The experts at Chargebacks911 say the best response for merchants to address this trend is to prevent and confront through systems like chargeback alert programs and the representment process.
Of the most useful tools being utilized to address post-transaction fraud and misuse, merchants are leaning heavily on machine-learning and AI to aggregate, analyze and act on transaction data. In fact, 62% of surveyed retailers said they are already using or plan to use AI-based technology to identify and address instances of friendly fraud.
“Chargeback data can serve as a powerful KPI, useful for both more accurate decisioning and fine-tuning strategies,” said Eaton. “It’s worth pointing out that according to our survey, merchants who used a third-party solution or software were twice as likely to know their tracking numbers.”
Furthermore, card networks themselves are more aware of the impacts friendly fraud is having on merchants, and have rolled out new dispute rules to help create a more balanced framework when it comes to chargebacks. Updated rule sets like Visa’s Compelling Evidence 3.0 and Mastercard’s First-Party Trust Program help businesses protect honest transactions and prevent illegitimate disputes by allowing for more transaction information to be submitted by retailers, including purchase history and IP addresses.

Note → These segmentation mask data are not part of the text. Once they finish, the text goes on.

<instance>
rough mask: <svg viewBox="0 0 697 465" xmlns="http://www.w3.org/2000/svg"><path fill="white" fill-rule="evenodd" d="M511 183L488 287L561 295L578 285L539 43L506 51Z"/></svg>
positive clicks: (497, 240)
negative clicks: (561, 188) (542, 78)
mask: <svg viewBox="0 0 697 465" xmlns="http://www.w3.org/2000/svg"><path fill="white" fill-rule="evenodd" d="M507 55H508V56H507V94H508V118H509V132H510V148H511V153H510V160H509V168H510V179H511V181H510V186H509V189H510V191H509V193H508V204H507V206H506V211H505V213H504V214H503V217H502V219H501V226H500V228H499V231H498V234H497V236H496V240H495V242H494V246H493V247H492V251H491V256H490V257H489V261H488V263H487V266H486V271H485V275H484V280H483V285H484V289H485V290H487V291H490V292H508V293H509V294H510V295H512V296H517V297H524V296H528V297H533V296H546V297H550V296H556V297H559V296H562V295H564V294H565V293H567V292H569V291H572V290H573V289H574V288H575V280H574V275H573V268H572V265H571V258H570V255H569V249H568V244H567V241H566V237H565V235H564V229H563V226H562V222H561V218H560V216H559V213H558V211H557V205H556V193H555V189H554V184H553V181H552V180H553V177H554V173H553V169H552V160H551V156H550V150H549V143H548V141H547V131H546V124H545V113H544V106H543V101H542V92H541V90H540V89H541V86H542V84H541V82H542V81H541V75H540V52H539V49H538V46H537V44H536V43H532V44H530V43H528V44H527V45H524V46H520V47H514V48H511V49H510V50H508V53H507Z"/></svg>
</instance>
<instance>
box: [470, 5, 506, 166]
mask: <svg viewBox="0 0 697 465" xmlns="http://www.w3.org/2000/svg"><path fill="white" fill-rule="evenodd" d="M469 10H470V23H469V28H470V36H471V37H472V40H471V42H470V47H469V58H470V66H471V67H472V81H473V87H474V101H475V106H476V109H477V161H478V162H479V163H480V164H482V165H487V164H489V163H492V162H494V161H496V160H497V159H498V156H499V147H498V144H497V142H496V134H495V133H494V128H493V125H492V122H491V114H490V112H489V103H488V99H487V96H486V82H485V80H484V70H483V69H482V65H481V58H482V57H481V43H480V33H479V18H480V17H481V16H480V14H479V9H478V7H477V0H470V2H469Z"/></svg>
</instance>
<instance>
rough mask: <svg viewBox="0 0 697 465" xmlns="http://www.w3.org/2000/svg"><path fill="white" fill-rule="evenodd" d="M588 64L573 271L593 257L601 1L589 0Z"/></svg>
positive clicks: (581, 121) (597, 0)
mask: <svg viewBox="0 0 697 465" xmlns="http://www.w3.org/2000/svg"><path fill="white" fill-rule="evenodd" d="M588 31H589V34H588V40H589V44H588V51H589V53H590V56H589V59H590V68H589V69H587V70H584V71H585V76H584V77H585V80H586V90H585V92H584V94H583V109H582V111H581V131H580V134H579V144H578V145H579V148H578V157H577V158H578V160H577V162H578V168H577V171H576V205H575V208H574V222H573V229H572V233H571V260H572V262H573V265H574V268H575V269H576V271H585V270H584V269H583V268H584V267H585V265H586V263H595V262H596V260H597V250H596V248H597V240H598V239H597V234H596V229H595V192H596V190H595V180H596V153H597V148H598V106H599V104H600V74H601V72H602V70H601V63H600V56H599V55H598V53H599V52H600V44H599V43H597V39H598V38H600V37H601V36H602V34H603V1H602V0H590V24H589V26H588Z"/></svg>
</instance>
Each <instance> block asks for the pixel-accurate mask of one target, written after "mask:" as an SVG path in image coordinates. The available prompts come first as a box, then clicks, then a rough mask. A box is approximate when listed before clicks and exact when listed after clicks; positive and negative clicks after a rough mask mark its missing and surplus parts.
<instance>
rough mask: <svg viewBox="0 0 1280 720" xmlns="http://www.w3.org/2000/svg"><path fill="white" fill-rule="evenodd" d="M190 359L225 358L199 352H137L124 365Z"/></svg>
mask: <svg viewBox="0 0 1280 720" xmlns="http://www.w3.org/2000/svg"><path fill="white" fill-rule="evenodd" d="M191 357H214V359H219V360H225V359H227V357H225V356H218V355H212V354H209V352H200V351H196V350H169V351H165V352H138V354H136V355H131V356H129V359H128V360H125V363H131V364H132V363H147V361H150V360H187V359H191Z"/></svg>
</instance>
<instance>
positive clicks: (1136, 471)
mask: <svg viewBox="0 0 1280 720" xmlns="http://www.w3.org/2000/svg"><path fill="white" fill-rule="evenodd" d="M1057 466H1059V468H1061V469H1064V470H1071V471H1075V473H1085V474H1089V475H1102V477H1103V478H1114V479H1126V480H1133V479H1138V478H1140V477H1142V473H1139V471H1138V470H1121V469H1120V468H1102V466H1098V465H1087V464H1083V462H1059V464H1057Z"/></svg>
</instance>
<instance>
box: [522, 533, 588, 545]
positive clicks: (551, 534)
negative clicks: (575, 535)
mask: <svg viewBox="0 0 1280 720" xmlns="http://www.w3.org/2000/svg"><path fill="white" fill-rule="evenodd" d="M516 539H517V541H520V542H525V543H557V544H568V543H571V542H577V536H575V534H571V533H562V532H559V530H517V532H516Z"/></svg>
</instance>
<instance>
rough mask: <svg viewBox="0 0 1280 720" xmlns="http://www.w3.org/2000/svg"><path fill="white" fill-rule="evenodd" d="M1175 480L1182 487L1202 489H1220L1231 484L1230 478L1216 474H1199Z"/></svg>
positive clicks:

Merchants of all sizes are encouraged to challenge any chargeback they receive that shows signs of friendly fraud or first-party misuse, according to Chargebacks911. The majority of surveyed retailers say they have an internal team dedicated to managing chargebacks, but when comparing the numbers reported by merchants, the report found that companies who leverage representment software and services through a platform provider saw a net recovery rate more than 55 percent higher than merchants that managed the process internally.